I'll report any data that I gather then, maybe it will be helpful, though I'm only at the beginning for now.
 
b) Yes, do use the latest alpha tor instead of 0.3.5.10. There are
   various logs and general reachability enhancements that might not
   have been backported that far back.

   Ideally you would even use Tor with git master since we recently
   merged a branch that should provide further debugging log messages in
   cases like yours:  https://trac.torproject.org/projects/tor/ticket/33400
I'm using Tor from Go via https://github.com/ipsn/go-libtor, mostly because when I made the auto-wrappers the 0.4.x branches were fairly new. If I find a bit of time I'll switch the wrappers over to the latest stable releases and see where that takes me. I've tried hacking it and generally it seems to work, but I did see some quirks (possibly control protocol incompatibilities).
 
c) It would be really useful to see some *info* logs from your service
   if you manage to reproduce this bug with Tor master. My intuition is
   that the second service fails to upload its descriptor because of Tor
   being offline, and then never notices the network going up to try
   again. Feel free to either upload your logs on Tor's trac (in a new
   ticket) or either send it to me and David Goulet (dgoulet@torproject.org).

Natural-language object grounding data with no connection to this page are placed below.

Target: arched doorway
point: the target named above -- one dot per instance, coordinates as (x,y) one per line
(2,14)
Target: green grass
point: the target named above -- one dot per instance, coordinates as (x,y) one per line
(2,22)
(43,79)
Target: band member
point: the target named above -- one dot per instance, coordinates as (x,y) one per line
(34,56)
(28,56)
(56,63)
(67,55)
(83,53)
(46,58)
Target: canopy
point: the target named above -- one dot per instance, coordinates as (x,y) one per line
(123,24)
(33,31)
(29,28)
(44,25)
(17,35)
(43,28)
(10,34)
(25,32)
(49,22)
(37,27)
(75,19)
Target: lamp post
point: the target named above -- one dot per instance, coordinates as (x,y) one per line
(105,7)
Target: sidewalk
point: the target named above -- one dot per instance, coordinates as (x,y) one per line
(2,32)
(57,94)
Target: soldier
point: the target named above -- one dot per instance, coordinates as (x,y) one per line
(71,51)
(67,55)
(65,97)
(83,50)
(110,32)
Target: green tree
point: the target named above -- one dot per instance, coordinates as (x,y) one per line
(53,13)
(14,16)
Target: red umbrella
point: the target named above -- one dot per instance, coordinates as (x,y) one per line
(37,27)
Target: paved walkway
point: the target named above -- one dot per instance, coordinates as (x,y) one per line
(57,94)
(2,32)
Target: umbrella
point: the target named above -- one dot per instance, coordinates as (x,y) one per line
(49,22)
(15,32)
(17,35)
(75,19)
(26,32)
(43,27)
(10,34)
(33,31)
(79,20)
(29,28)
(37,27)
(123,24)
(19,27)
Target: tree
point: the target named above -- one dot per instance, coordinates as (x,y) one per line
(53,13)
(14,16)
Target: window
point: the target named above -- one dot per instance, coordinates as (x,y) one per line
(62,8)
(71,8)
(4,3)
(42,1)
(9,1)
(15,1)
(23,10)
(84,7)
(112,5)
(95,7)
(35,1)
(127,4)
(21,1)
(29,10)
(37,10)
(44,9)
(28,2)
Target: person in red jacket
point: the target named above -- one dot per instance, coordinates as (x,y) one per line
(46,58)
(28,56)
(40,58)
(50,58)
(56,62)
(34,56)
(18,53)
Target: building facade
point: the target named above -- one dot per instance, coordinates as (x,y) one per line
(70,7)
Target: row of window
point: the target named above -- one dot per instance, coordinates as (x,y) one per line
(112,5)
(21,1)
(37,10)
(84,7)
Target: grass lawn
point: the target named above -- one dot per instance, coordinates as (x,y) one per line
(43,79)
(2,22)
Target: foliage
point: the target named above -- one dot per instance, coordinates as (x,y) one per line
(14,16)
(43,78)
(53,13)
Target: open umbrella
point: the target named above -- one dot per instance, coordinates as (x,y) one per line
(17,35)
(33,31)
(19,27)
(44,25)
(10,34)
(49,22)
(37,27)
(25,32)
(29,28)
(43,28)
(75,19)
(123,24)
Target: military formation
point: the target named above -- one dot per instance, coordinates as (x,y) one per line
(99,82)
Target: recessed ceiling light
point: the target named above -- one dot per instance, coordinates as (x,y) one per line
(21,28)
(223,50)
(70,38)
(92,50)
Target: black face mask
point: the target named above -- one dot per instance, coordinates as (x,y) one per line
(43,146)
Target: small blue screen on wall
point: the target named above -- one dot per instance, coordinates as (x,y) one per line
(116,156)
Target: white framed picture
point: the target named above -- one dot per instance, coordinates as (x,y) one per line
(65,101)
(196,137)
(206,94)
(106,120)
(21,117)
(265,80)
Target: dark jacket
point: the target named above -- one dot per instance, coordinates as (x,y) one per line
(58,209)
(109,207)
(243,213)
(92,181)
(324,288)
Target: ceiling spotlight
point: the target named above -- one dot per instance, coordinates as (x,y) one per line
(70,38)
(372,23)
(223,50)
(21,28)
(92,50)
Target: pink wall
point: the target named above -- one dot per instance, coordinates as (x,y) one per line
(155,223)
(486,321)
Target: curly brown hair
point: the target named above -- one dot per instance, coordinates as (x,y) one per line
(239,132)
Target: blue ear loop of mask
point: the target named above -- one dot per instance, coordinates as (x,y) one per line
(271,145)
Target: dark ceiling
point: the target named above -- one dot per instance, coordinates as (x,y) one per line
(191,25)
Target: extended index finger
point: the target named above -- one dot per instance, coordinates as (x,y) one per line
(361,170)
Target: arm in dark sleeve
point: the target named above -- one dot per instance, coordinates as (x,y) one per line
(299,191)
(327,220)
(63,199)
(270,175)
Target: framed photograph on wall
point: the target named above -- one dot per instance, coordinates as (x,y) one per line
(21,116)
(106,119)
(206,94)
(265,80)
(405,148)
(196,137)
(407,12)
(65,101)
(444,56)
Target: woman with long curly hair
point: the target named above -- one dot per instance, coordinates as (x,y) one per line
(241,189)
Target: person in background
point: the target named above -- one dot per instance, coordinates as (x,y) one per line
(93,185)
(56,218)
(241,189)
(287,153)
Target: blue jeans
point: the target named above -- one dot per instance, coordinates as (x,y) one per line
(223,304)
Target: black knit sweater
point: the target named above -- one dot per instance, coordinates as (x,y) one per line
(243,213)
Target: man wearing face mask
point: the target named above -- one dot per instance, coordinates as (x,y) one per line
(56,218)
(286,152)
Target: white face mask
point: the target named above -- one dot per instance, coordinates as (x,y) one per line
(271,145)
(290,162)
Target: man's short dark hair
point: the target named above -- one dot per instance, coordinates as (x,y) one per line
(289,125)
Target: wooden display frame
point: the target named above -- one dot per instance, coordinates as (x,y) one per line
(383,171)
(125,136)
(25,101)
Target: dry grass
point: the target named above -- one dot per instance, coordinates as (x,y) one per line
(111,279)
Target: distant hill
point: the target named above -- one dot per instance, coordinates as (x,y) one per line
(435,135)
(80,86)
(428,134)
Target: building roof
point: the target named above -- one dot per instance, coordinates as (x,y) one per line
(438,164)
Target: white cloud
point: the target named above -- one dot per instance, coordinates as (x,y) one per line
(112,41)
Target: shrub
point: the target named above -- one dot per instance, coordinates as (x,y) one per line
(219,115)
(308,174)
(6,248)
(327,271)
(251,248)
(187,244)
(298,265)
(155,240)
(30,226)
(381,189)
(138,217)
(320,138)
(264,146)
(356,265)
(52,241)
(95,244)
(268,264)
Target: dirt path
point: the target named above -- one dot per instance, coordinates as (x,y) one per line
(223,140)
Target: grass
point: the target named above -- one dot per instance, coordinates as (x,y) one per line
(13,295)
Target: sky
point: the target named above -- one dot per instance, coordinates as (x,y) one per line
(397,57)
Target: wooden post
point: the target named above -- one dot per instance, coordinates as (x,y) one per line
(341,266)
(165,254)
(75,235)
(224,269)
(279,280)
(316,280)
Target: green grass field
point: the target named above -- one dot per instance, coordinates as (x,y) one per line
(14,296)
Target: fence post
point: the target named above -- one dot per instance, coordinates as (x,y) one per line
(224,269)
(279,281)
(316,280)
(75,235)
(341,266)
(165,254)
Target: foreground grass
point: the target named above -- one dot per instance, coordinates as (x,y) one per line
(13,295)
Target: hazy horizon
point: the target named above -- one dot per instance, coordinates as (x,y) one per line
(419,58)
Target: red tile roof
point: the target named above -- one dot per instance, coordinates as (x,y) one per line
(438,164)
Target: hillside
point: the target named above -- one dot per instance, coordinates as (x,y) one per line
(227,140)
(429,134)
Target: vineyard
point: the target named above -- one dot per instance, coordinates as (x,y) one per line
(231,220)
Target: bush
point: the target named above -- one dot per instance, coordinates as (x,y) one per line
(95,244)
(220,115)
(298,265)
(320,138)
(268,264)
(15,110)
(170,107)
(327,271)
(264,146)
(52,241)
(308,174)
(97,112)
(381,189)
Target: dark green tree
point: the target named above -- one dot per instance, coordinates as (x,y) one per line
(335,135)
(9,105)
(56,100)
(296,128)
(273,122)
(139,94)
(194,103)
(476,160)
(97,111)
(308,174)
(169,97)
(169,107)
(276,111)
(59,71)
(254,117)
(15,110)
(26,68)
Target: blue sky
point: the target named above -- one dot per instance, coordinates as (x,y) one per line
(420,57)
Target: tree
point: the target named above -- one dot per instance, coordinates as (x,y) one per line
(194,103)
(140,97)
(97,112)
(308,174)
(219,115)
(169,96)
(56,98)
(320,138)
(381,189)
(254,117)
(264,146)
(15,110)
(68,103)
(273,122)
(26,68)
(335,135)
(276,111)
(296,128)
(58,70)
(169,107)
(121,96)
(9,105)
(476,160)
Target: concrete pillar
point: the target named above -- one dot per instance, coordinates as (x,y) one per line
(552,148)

I'll post any data that I'll gather. My initial email was mostly a reachout to see if this use case was supposed to work or if there's something I'm missing. Just didn't want to put too much effort to figure it out on my own that it's "not working as designed" :)
 
Good luck and looking forward to hear back from your experiments!

PS: You might want to register on the mailing list because I had to
    manually approve your post.
I am registered, maybe the first post needs approval?